Guest Post by RETIRED (snort) BLOGGER
Jane! Proof enough that blogging really is like the mafia.

Hidey ho, Mud-hens!
Chief chicken-keeper Lorrie, is off doing some very important, mother/wife/potter things today.
Okay, I actually have no clue what’s going on. I don’t ask questions, I just jump on the chance to freelance blog.
Emphasis on the FREE part so please remember that you get what you pay for.
No, no, don’t leave! She’ll be back and I’m sure she’ll be giving away something fabulous just for commenting on this post.
Okaynotreally, but stay with me anyway, ‘kay? I’m kind of nervous.
I’ve never done this before.
I am a guest blogging virgin.
Woops.
Is the word ‘virgin’ Nonnee approved? I promised Lorrie I'd behave.
I may also be a bit rusty because a while back I gave up blogging so I could catch up on some of the neglected pieces of my life - like cleaning out the glove and mitten tub and replacing my broken shoelaces. Oh and grocery shopping, because all things edible evaporate like cheap perfume at my house.
Now before you all start pushing and shoving your way onto the blogditching bus, I better tell you it hasn’t been ALL romp and frolic. I have actually learned some things.
Firstly, I discovered that our home has probably been robbed by a large band of one-handed thieves with cold hands.
Secondly, that shoelace manufacturers totally LIE to you about how many eyelets their product will accommodate. And let me tell you, Miss Snotty Shoe-Clerk, if I had the whole shoelace to measure for replacement, I wouldn’t NEED a replacement! I am completely capable of tying knots, but not in phantom laces.
Perhaps the hardest puzzle fo my pea brain to process has been how to determine the price of things I would like to buy. Well, not really LIKE to buy because I never really LIKE to spend my money, especially on things I buy, bring home and never see again. I think our freezer has a leak.
Even though I do numbers for a living, retail is seriously causing a tumor to grow over my good nature. I’ve put up with the 99-cent lie forever because I can understand that perhaps $16.99 may sound a whole lot cheaper than $17 to someone who, say, can’t count. Or think.
One of the reasons I used to adore my beloved Tarzsay was their plain pricing. Items were $2 or $17 or $156! Not $99.99! They didn’t try to mess with my head. But these days, although I still loves the Big Red Bullseye, I have to think they have let the freaky pricing wonks infiltrate their staff - excuse me, their team membership.
Not only does $2 peanut butter share an ad page with $1.99 deodorant, but now they are selling fart fiber bars for 2 for $5. Not $2.50 or even $2.49, but 2 for $5! I imagine this is their way of getting me to buy more than one box.
Two for $5! Well, of course I must by TWO!
And once I’m hooked, it’ll be 3 for $8! And not only will I buy THREE, but I probably won’t even notice that the price has gone up because the purchasing lobe in my brain and my bowels will no longer be my own!
Okay, then please explain why the lunch-thingables are going for $1.25 while the pimped-up ramen is selling 4 for $5? Is there a reason I shouldn’t buy more than one thingable? Is this a conspiracy? Are you saying I’m fat?!?!
That’s it, I bet! Only dry noodles for Ms. Mega-thighs in You-tah!
I wonder if GM has considered using this creative pricing thing to pull itself out of bankruptcy.
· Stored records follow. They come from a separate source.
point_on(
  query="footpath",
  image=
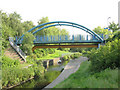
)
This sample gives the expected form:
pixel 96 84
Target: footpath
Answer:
pixel 70 68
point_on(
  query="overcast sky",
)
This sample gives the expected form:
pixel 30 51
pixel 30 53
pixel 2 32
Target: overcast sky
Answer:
pixel 89 13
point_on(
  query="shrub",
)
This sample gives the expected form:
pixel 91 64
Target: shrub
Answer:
pixel 8 62
pixel 105 57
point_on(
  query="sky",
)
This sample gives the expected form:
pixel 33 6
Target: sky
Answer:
pixel 89 13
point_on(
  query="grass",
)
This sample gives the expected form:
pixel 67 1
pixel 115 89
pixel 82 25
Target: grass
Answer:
pixel 83 78
pixel 58 53
pixel 23 65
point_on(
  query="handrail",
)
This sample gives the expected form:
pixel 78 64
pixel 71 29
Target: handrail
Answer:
pixel 17 48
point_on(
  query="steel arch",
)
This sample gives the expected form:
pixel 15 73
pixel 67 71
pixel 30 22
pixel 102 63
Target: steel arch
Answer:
pixel 61 24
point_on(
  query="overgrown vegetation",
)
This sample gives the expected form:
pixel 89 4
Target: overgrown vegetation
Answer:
pixel 101 71
pixel 12 74
pixel 83 78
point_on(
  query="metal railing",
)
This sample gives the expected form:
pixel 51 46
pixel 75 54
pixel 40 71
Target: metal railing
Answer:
pixel 17 48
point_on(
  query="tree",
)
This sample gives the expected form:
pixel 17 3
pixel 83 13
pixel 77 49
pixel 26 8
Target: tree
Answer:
pixel 114 27
pixel 27 43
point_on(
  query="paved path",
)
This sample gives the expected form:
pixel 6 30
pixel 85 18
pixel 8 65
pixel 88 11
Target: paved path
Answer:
pixel 70 68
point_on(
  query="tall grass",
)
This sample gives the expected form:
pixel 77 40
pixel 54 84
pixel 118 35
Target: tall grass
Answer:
pixel 83 78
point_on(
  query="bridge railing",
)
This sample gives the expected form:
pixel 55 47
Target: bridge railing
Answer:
pixel 64 38
pixel 17 48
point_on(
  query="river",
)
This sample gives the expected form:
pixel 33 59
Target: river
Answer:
pixel 51 74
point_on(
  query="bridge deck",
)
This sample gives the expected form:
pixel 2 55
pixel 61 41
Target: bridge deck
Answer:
pixel 65 46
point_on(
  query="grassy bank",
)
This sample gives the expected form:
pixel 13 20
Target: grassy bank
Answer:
pixel 58 53
pixel 83 78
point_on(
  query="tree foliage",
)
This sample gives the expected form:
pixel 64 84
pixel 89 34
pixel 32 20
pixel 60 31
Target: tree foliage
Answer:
pixel 27 43
pixel 114 27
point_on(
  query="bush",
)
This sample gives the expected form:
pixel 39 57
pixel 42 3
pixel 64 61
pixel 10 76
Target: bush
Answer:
pixel 105 57
pixel 76 55
pixel 8 62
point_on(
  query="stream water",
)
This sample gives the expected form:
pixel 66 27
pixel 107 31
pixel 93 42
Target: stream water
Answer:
pixel 51 74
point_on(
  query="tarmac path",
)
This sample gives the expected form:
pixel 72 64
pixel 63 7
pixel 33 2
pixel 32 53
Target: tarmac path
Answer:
pixel 70 68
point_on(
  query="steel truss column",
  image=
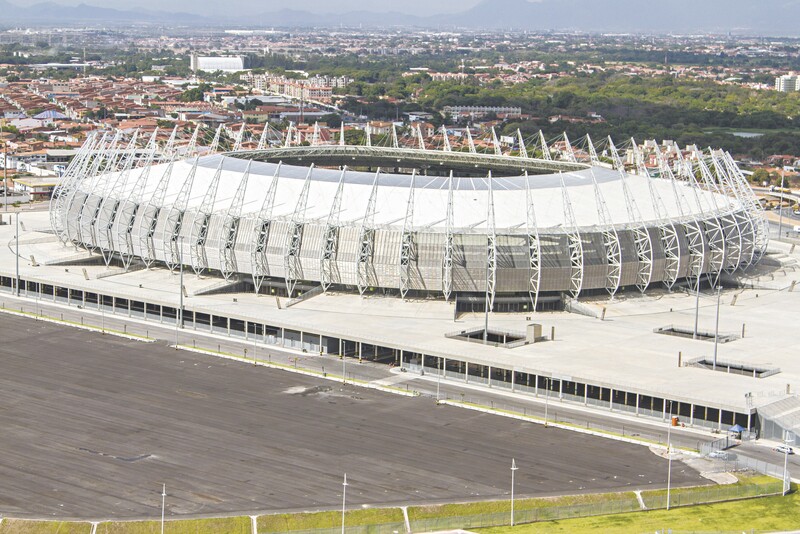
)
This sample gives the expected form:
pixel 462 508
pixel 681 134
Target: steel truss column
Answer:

They already tried the 99 method, which was not highly successful because, now tell me, when you dicker the price of a car, would you EVER say to the salesman 'I give you $24,999 for that F950'? No, you would probably just say ‘I give you $19 thou, my old Bronco and a date with my slutty sister if you toss in the gun rack’.
You wouldn’t? Oh.
Well, I think GM should try selling by the seat. For instance, instead of listing a Yukon for $39,999* they should advertise it at the low, low price of just $5137 per passenger*. Sounds like a better deal, huh? And the average car buyer probably doesn’t have enough fingers to figure out that that multiplies out to $41,056 for the 8-seater and suddenly we have an extra $1000 back in the bailout fund!
Sounds nothing but win/win to me.
I do have to hope that they don’t try the 3 for $100,000 thing because my family is going to need a new auto soon and there is NOT room for THREE in my driveway.
‘Cause, if they’re 3fer…. I have to buy 3…. right?
Peace, love, Mud!
*On approved credit, other restrictions may apply. See dealer for complete details on how to spend more than you can probably afford.